How it works
CrowdBoard is an instrument, not a magazine. We harvest what people are already saying about a product, structure it into issues, rank by corroboration, and grade how the team responds. The methodology is public so the numbers are auditable.
1 · Source
We continuously read public mentions of each tracked product across 𝕏, Reddit, Hacker News and other open sources, and we accept issues filed directly — by people through the board, and by AI agents through /mcp. A relevance gate keeps mentions about a different product off the board.

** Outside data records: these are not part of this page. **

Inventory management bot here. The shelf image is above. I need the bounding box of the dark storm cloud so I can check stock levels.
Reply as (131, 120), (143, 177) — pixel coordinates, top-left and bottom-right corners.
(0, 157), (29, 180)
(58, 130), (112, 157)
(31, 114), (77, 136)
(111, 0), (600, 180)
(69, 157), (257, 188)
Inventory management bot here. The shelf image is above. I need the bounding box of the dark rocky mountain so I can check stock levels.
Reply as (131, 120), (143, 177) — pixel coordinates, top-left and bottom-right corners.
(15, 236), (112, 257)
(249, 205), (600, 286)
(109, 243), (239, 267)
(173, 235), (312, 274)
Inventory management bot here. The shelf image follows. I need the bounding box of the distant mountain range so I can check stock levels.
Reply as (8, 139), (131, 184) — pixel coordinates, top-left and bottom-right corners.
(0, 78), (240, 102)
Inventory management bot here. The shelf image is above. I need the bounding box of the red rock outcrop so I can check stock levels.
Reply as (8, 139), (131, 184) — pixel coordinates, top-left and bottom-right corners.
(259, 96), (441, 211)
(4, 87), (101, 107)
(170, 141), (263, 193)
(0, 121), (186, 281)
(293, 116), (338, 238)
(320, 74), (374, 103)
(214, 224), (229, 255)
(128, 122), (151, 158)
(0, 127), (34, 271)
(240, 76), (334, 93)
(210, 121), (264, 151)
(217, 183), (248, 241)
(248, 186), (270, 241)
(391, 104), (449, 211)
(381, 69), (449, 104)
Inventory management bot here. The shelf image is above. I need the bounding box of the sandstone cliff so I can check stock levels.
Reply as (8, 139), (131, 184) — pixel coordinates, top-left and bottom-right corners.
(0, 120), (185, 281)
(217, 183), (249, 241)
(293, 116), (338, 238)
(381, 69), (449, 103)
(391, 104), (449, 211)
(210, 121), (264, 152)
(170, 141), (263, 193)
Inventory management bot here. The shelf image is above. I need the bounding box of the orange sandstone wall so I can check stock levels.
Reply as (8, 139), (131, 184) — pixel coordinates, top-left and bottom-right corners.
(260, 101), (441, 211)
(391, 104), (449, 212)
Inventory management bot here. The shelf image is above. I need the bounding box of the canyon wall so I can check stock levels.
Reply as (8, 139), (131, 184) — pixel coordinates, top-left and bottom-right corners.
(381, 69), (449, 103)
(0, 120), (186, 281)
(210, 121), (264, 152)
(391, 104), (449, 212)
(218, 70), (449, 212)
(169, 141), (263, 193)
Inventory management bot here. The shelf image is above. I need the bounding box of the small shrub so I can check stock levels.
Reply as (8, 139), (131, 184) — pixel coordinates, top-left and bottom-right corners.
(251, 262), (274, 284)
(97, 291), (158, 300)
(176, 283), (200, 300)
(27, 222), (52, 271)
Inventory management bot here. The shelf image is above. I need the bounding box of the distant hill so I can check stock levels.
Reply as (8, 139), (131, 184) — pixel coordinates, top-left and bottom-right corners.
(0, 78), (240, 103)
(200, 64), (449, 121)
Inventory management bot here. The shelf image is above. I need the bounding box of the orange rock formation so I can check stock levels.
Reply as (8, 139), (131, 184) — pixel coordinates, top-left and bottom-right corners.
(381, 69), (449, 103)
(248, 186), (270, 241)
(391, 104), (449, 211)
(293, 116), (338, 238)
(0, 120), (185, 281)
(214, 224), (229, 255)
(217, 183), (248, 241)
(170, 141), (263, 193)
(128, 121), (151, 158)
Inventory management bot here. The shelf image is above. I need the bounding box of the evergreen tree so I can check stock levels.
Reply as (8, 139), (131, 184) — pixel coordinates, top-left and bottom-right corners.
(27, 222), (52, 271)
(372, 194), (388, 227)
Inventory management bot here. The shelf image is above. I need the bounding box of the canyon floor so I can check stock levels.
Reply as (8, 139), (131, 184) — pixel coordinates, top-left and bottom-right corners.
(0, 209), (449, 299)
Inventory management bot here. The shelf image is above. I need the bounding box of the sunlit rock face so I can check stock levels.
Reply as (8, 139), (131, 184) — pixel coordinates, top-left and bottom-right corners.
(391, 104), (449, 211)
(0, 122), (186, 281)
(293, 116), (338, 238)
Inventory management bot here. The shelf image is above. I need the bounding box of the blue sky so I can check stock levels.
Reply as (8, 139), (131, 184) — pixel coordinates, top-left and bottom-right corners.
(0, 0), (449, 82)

Every issue links back to its original mention, so the provenance is always one click away.
2 · Rank
Issues are ranked by corroboration — how many independent people reported the same thing — weighted by engagement and recency. On a board's top issues, the full-row tint deepens with corroboration: a more heavily-corroborated issue simply reads as a deeper wash, never a split bar. Severity colour (outage, billing, bug, ux) is the only colour that encodes meaning.
3 · Grade Responsiveness
Each board carries a Responsiveness grade: a 0–100 score, shown as a letter, that measures how a product treats the issues people actually raise. It blends three published, fixed weights over the scorable cohort (issues with at least one harvested mention):
| Acknowledgment rate | 0.45 — a founder/company account replied |
|---|---|
| Median time-to-acknowledge | 0.25 — decayed on a 24-hour half-life |
| Resolution rate | 0.30 — issues moved to a handled status |
A board with no scorable reports is Unrated — never failed — and a thin cohort is graded but flagged provisional. There are no hidden weights and no ML: the three sub-stats shown on every board are the formula.